Edit: a general suggestion: load the package sos , and you'll find it very easy to get answers to a lot of "is there a function that does XXXXX" questions.

0
votes

This should do it. You can make required.packages a vector if you need to check for more than one.

required.packages <- "data.table"
new.packages <- required.packages[!(required.packages %in% installed.packages()[,"Package"])]
if(length(new.packages)) install.packages(new.packages)
0
votes

Reading everyone's responses, I took some hints here and there and created mine. Actually very similar to most though.
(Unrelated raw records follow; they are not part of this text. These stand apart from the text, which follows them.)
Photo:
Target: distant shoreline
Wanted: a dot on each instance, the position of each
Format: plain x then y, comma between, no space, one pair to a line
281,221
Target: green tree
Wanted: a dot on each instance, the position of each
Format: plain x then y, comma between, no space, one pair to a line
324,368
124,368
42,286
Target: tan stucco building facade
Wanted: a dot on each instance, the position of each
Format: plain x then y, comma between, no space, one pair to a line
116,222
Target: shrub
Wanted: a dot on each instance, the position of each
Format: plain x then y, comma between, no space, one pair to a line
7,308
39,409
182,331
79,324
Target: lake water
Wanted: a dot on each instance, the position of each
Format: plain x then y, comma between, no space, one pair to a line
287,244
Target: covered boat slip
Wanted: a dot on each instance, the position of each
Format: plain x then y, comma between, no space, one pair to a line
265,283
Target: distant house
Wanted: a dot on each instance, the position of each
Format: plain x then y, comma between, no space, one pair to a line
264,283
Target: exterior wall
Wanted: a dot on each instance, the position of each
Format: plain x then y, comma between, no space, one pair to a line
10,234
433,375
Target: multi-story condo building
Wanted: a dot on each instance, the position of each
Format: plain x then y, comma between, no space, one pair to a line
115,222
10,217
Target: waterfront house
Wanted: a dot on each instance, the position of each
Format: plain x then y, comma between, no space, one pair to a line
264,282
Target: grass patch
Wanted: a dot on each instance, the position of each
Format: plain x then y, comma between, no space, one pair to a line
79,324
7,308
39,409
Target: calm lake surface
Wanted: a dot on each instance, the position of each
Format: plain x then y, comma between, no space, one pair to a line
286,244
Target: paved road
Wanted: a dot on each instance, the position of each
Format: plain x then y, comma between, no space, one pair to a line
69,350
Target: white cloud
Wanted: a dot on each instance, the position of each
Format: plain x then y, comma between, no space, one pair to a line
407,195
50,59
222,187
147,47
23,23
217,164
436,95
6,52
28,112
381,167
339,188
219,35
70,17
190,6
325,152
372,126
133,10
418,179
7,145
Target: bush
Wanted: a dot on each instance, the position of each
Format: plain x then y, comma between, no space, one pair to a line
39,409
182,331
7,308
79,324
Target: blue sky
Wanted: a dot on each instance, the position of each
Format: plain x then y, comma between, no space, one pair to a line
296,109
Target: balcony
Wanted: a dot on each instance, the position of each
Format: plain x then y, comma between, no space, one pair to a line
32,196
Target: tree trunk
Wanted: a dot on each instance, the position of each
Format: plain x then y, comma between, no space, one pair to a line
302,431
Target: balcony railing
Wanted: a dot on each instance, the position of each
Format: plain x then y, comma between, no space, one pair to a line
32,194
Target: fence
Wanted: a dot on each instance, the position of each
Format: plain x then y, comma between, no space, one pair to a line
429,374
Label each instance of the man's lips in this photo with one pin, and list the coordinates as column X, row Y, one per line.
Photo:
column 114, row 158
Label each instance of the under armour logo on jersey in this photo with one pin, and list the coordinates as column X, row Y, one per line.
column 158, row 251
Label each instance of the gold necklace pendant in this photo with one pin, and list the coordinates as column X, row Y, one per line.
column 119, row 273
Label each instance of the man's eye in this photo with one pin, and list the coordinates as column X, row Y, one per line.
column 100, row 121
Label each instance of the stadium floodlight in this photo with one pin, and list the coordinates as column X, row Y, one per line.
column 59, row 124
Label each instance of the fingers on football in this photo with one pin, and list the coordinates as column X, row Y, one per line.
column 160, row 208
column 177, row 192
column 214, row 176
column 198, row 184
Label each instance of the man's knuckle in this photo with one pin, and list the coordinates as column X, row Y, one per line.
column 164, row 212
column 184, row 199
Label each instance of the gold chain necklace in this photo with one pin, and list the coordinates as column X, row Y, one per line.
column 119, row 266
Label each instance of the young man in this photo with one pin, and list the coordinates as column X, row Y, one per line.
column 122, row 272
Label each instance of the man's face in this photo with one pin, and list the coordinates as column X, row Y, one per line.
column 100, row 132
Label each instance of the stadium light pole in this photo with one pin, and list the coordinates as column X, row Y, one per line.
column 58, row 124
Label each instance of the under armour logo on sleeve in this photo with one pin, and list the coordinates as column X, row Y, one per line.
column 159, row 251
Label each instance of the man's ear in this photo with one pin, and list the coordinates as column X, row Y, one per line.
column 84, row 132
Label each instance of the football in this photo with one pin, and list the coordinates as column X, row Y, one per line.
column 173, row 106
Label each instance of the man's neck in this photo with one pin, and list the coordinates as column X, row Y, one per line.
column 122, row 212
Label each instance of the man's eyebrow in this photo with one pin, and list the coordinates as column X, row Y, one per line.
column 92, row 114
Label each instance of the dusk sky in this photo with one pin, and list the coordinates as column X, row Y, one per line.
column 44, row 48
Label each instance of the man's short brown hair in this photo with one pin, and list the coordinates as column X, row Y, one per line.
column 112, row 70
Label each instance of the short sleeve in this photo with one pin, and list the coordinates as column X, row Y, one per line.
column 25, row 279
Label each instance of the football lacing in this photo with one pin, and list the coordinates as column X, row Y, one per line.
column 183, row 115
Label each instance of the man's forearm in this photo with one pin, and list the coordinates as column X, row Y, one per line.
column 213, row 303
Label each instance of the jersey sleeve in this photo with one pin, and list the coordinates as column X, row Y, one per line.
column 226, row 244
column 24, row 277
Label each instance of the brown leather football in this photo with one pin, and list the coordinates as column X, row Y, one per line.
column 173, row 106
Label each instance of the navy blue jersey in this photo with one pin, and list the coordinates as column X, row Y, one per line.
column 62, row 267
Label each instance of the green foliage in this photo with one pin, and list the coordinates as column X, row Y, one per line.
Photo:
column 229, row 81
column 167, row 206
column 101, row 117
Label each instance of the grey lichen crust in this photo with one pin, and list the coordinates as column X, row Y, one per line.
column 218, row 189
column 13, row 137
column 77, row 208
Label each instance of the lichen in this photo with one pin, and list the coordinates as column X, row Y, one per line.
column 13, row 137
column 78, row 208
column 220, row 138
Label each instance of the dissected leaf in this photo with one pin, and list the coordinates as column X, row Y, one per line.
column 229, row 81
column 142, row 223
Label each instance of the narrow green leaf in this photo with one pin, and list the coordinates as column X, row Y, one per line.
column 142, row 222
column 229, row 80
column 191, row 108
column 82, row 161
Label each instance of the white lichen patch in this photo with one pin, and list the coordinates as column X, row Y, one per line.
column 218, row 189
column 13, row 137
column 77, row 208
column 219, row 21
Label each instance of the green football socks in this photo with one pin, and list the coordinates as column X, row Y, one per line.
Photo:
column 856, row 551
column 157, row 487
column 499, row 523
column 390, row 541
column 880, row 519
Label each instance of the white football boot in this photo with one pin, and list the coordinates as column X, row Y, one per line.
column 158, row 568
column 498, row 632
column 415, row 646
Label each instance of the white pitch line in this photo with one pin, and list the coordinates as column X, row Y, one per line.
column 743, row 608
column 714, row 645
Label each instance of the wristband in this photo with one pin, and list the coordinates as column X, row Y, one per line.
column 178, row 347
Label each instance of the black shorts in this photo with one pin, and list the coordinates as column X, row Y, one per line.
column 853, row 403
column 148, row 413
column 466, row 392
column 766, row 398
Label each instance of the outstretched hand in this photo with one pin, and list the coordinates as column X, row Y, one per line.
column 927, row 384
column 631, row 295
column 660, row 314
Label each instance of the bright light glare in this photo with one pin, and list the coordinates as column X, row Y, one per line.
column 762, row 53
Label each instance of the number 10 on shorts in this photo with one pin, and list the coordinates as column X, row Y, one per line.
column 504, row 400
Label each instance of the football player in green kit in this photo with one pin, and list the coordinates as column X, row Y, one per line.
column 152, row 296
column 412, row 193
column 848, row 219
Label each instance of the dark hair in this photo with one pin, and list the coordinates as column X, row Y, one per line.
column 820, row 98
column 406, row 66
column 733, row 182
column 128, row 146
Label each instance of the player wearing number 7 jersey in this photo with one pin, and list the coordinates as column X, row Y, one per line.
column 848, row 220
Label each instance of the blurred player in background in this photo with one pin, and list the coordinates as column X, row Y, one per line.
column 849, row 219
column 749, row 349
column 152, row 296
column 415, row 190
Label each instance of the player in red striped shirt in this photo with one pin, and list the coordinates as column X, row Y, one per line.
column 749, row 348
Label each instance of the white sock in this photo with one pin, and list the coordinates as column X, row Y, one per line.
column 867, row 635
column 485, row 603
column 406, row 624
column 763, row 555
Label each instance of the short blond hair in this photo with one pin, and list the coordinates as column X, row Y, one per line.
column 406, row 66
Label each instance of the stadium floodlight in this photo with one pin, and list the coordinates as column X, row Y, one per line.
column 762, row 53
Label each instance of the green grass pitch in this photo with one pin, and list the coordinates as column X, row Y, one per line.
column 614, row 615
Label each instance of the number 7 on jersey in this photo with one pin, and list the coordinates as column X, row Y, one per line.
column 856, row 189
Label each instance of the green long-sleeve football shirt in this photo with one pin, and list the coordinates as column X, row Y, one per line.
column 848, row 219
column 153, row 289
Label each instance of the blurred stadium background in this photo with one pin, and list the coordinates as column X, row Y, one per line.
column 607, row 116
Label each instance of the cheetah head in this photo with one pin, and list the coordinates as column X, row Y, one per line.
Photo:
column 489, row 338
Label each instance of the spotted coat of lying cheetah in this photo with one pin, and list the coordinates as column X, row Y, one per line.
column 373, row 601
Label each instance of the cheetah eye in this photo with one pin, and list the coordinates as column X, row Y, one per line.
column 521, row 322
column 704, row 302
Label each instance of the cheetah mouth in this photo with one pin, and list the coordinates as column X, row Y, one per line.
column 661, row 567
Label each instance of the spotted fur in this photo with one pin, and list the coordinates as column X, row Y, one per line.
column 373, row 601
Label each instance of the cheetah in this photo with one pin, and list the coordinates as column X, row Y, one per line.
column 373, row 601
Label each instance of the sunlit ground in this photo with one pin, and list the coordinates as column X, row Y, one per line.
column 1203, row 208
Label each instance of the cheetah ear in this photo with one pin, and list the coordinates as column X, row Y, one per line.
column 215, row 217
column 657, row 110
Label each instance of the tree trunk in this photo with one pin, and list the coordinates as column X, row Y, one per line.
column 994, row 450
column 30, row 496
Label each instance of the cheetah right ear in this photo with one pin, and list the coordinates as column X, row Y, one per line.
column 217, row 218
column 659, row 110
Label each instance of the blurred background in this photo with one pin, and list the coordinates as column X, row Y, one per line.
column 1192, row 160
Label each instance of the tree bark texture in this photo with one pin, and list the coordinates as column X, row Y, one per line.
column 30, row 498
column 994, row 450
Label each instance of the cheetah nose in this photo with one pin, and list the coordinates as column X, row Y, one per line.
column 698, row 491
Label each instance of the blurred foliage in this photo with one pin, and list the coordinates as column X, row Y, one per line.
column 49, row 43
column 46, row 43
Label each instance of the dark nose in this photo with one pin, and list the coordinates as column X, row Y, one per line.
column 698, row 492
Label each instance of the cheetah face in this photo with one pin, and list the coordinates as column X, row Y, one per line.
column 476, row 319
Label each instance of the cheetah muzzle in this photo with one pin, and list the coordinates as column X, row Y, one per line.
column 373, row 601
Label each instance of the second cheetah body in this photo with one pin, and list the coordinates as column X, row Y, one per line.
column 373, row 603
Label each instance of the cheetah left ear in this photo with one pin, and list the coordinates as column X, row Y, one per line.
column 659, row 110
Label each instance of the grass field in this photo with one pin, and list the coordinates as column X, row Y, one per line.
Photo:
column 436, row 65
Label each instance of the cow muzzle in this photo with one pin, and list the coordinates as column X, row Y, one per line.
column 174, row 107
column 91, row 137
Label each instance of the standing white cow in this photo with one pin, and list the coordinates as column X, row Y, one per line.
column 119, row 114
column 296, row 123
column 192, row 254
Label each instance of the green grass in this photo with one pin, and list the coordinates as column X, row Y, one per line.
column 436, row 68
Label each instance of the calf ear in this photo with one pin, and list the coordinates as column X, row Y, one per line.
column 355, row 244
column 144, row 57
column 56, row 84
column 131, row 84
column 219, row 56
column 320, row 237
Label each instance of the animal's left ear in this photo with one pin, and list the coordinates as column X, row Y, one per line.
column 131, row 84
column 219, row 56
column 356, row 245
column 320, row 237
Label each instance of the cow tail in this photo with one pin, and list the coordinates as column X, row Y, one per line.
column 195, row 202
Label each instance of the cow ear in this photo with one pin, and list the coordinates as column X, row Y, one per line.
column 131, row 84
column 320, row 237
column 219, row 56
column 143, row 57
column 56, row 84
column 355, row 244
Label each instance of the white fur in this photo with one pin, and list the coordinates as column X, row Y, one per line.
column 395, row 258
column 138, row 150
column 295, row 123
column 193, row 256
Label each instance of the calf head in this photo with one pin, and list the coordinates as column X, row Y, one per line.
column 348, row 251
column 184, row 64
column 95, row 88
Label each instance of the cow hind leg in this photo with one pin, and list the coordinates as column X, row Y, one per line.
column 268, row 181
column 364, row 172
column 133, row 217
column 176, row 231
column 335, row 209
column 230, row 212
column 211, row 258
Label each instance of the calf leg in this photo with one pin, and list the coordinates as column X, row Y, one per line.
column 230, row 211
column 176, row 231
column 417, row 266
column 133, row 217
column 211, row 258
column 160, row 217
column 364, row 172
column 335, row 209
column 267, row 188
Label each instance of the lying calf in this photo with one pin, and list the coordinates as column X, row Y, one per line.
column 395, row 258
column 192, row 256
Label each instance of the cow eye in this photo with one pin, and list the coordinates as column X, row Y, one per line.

## These codes are used for installing packages
# function for installing needed packages
installpkg <- function(x){
    if(x %in% rownames(installed.packages())==FALSE) {
        if(x %in% rownames(available.packages())==FALSE) {
            paste(x,"is not a valid package - please check again...")
        } else {
            install.packages(x)           
        }

    } else {
        paste(x,"package already installed...")
    }
}

# install necessary packages
required_packages  <- c("sqldf","car")
lapply(required_packages,installpkg)
0
votes

Looked at my old function, updated it using tips above and this is what i got.

# VERSION 1.0
assign("installP", function(pckgs){
    ins <- function(pckg, mc){
        add <- paste(c(" ", rep("-", mc+1-nchar(pckg)), " "), collapse = "");
        if( !require(pckg,character.only=TRUE) ){
            reps <- c("http://lib.stat.cmu.edu/R/CRAN","http://cran.uk.R-project.org");
            for (r in reps) try(utils::install.packages(pckg, repos=r), silent=TRUE);
            if(!require(pckg,character.only = TRUE)){   cat("Package: ",pckg,add,"not found.\n",sep="");
            }else{                                      cat("Package: ",pckg,add,"installed.\n",sep="");}
        }else{                                          cat("Package: ",pckg,add,"is loaded.\n",sep=""); } }
    invisible(suppressMessages(suppressWarnings(lapply(pckgs,ins, mc=max(nchar(pckgs)))))); cat("\n"); 
}, envir=as.environment("dg_base"))

installP(c("base","a","TFX"))
Package: base ------------------- is loaded.
Package: a ---------------------- not found.
Package: TFX -------------------- installed.